Re: libc.so's vmobjlock / v_interlock

2020-03-15 Thread Andrew Doran
On Tue, Jan 21, 2020 at 09:46:03PM +, Andrew Doran wrote:

> - PV lists in the pmap need explicit locking (unless the pmap uses a global
>   lock, which is fine if it suits the machine).  I have done the PV list
>   locking for x86 and it's in the patch.

To follow up, the x86 changes are in and and I'm checking over the other
pmaps at the moment.  Most are in good shape.  Anyway this detangles the x86
pmap from UVM object locks.  It doesn't care any more *.  (Other than e.g. 
needing to hold a lock across pmap_remove() -> pmap_update(), to stop pages
gaining a new identity while still visible somewhere via stale TLB entry.)

It would be nice to to track all these mappings in batch, at the
uvm_map_entry level or something like that, cos the PV tracking scheme
causes uses loads of memory and is causes big cache contention.

Andrew


Re: libc.so's vmobjlock / v_interlock

2020-01-21 Thread Andrew Doran
On Sun, Jan 19, 2020 at 09:50:24PM +, Andrew Doran wrote:

> Here's a dtrace flamegraph for a kernel build on my system, while running a
> kernel from the ad-namecache branch.
> 
>   http://www.netbsd.org/~ad/2020/jan19.svg
> 
> The biggest single remaining concurency problem is the mutex on libc.so's
> uvm_object / vnode.  It pops up in a number of places, but most clearly seen
> above the "uvm_fault_internal" box.
> 
> I think making the vmobjlock / v_interlock a rwlock could help with making
> inroads on this problem, because in the libc.so case it's not modifying too
> much under cover of the lock (mostly pmap state).
> 
> That's not a small undertaking, but I reckon it would take about a day of
> donkey work to change every mutex_enter(..) to a rw_enter(.., RW_WRITER) and
> make a start at choosing rw_write_held() or rw_lock_held() for the
> assertions, followed by a bit of benchmarking to check for a regression and
> a jumbo commit.  From there on things could be changed incrementally.
> 
> Thoughts?

Here's a first set of changes to do just this.  I don't plan on doing more
on this for about a ~month because I will be travelling soon.

http://www.netbsd.org/~ad/2020/vmobjlock.diff

Andrew


- This splits v_interlock apart from vmobjlock.  v_interlock stays a mutex,
  vmobjlock becomes a RW lock.  The lock order is vmobjlock -> v_interlock. 
  There are a few shared items that need to be examined closely and fixed or
  good excuses made, e.g. VI_EXECMAP but it's mostly right.

- I made anons/amaps have a rwlock too.  There is bound to be an application
  for this and I think it might be PostgreSQL, must check.

- There seems to be no performance regression from doing this.  Not having
  vnode stuff adding contention to the vmobjlock makes the numbers better.

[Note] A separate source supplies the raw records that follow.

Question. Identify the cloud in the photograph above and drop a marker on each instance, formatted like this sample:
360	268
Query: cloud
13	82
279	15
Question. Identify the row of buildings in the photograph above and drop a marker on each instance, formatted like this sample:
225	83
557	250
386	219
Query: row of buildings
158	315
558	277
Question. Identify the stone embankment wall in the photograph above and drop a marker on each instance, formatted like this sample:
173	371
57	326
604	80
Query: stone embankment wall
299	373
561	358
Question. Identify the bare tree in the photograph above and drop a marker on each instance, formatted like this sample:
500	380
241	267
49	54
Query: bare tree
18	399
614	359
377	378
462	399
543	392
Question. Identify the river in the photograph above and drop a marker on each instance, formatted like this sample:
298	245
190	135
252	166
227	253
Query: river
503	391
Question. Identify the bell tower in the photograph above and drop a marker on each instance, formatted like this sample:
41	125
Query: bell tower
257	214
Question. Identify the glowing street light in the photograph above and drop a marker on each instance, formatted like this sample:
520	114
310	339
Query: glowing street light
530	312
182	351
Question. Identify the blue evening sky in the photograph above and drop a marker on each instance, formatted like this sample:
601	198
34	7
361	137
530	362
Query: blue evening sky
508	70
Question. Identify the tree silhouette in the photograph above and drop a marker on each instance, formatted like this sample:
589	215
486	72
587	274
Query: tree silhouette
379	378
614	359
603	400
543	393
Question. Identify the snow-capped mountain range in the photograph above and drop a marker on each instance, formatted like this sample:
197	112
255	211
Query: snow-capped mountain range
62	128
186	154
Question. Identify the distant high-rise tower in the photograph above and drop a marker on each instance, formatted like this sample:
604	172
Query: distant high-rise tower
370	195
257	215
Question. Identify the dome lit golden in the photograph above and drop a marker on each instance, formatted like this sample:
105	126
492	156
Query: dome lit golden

To get to the point of doing concurrent faults for the simple cases, like
are needed for libc.so I think the following are also needed:

- PV lists in the pmap need explicit locking (unless the pmap uses a global
  lock, which is fine if it suits the machine).  I have done the PV list
  locking for x86 and it's in the patch.

  I'm suggesting a lock still need to be held on the UVM object / amap for
  pmap ops.  But that can be a read lock; for x86 I want a write lock held
  only for pmap_page_protect(VM_PROT_NONE) aka pmap_page_remove(), because
  trying have the x86 pmap manage walking the PV list while removing PTEs,
  and while everything is changing around it, and have it all nice and
  concurrent, would be really tough.  I don't think ppp(VM_PROT_NONE) is a
  hotspot anyway.

- With the above done uvm_unmap_remove() and uvm_map_protect() can take
  a reader lock on the object.  I've tried this out and it works fine
  "on my machine", except that in the libc.so case it then starts to 
  compete with uvm_fault() for the vmobjlock.

- PG_BUSY could become a reader/writer lock of sorts, I'm thinking something
  like a counter in struct vm_page, and I like the idea of covering it with
  pg->interlock.  Interested to hear any other ideas.

- Then it's a trip into the uvm_fault() -> getpages -> uvn_findpages()
  path looking for what's needed, I expect probably not a whole lot if you
  only want to handle faults for stuff that's in-core using a read lock.
  I don't know the uvm_fault() code too well.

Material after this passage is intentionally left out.